Insufficient data from Andrew Fryer

The place where I page to when my brain is full up of stuff about the Microsoft platform

I didn’t really get the SQL Server 2008 CLR until today.

By a strange quirk of fate I have not really had to do too much with CLR functions in SQL Server until I started hanging out on Twitter.  Then I saw this question..

“How do I remove non-numeric characters from a VARCHAR?”

Easy I thought until I realised that T-SQL isn’t really that good with string functions. Anyway I have cracked it but it isn’t going to be fast against a huge table, because I have a loop inside a scalar function ..

ALTER FUNCTION production.ufnChartoNumeric
@String nvarchar(50)
    DECLARE @CleanNumber int   — the final product
    DECLARE @CleanString nvarchar(50) =” — the inputstring with only numbers in
    DECLARE @StringLength int = len(@String)+1 — the length of the string +1
    DECLARE @Loop int = 1 — Loop counter
    — If the string is already a number we can assign it to the result and finish
    IF isNumeric(@String) = 1
        SET @CleanString = @String
    — If itsn’t a number we need to loop through the string a character at a time
    — and test if each character is a number.
    — if it is append it to our clean string if it isn’t move on

        WHILE @Loop < @StringLength  — loop for each character in the string
        IF isNumeric(Substring(@String,@Loop,1)) = 1 SET @CleanString += Substring(@String,@Loop,1)
        SET @Loop += 1 
   — if there’s a decimal point and you want to keep it, (but which one if there are 2!)
    — you’ll need more code to detect it
    — and maybe return a float, but the first test will keep it
    — so for this example I want to eliminate it.

    SET @CleanString = Replace(@CleanString, ‘-‘,”)
    SET @CleanString = Replace(@CleanString, ‘+’,”)
    SET @CleanString = Replace(@CleanString,’.’,”)
    SET @CleanNumber = Cast(@CleanString as int)
    RETURN @CleanNumber

As you can see I also had to deal with decimal points and  plus and minus signs as these could occur many times in a string.
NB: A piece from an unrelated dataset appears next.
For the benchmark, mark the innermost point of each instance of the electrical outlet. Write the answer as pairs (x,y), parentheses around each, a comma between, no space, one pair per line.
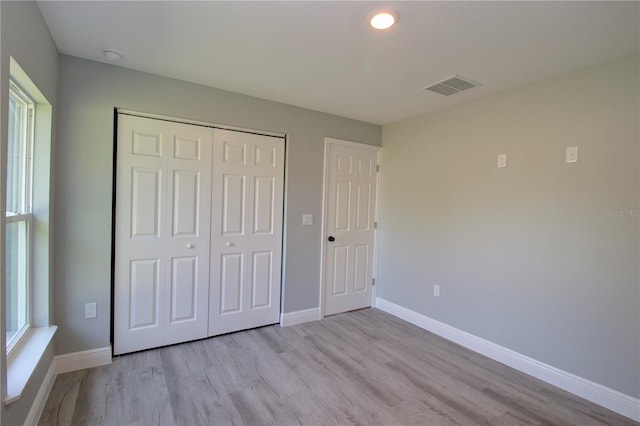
(502,161)
(90,310)
(307,219)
BTW there are little bits of T-SQL 2008 in here such as ‘+=’ and DECLARE .. = .. which you’ll need to change for older versions.
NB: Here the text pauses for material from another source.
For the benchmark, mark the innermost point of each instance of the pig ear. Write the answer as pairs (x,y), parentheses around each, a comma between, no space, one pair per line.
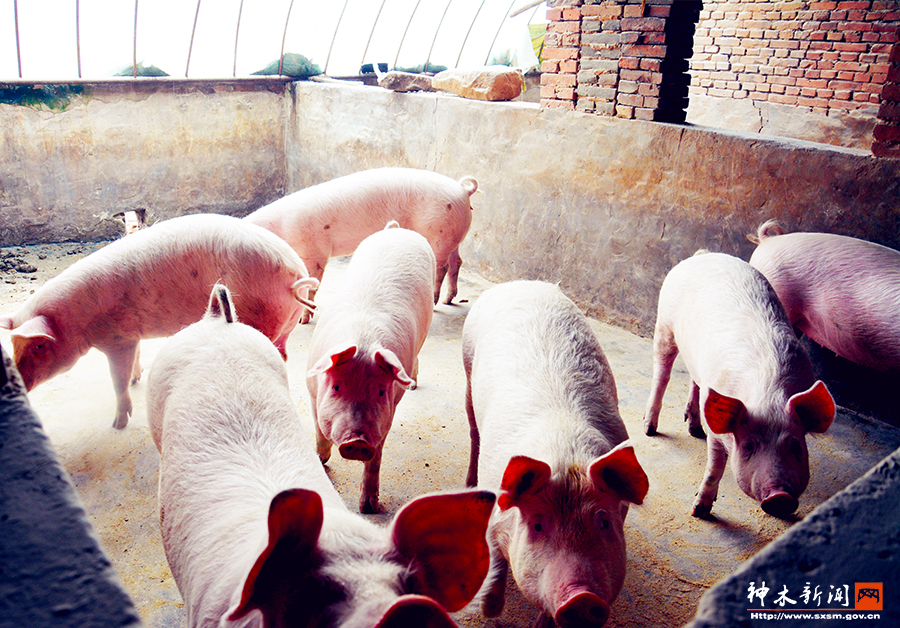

It does at least work, (I tested it against a few random string and against production.product.productnumber in AdventureWorks), but the only way I can think of to improve the speed is to rewrite it as a CLR which is much better at handling in row string manipulation. 

But I leave that for another day as I am not sure what this is exactly needed for, and often something that works now is better than something fast tomorrow.